# Whose poop?



## BrownEyedGuy (Oct 2, 2018)

Ebe said:


> The poop has no odor, is fairly soft. It seems to *contain grass*.


My guess would be fungal, such as mushroom. As for "containing grass", you're probably seeing fibers of the organism. (An animal that poops that small wouldn't be leaving visible fibers in their dung...they'd be constipated as all getout.)


----------



## White Cloud (Dec 29, 2018)

90% sure that is fungal not animal or insect scat of any kind...
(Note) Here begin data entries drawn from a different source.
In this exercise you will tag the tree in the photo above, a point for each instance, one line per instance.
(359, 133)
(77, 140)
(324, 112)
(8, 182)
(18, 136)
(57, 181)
Shine a light accross it in the dark and hit it hard with something...You probably will see "dust" come out (spores.) DO NOT BREATH and/or wear respiratory some folks are anaphylactic to the spores...


----------



## Ebe (Jan 1, 2019)

Why would this grow inside? I Failed to mention that even though the house is closed up a few months out of the year it is always air-conditioned. It is also immaculately clean. That is an exterior wall, but it is a about a foot above ground level inside.


----------



## spitz1234 (Jan 1, 2019)

Definitely looks like a fungus Mushroom. What part of the county are you located. My guess is your humidity is high in your house. 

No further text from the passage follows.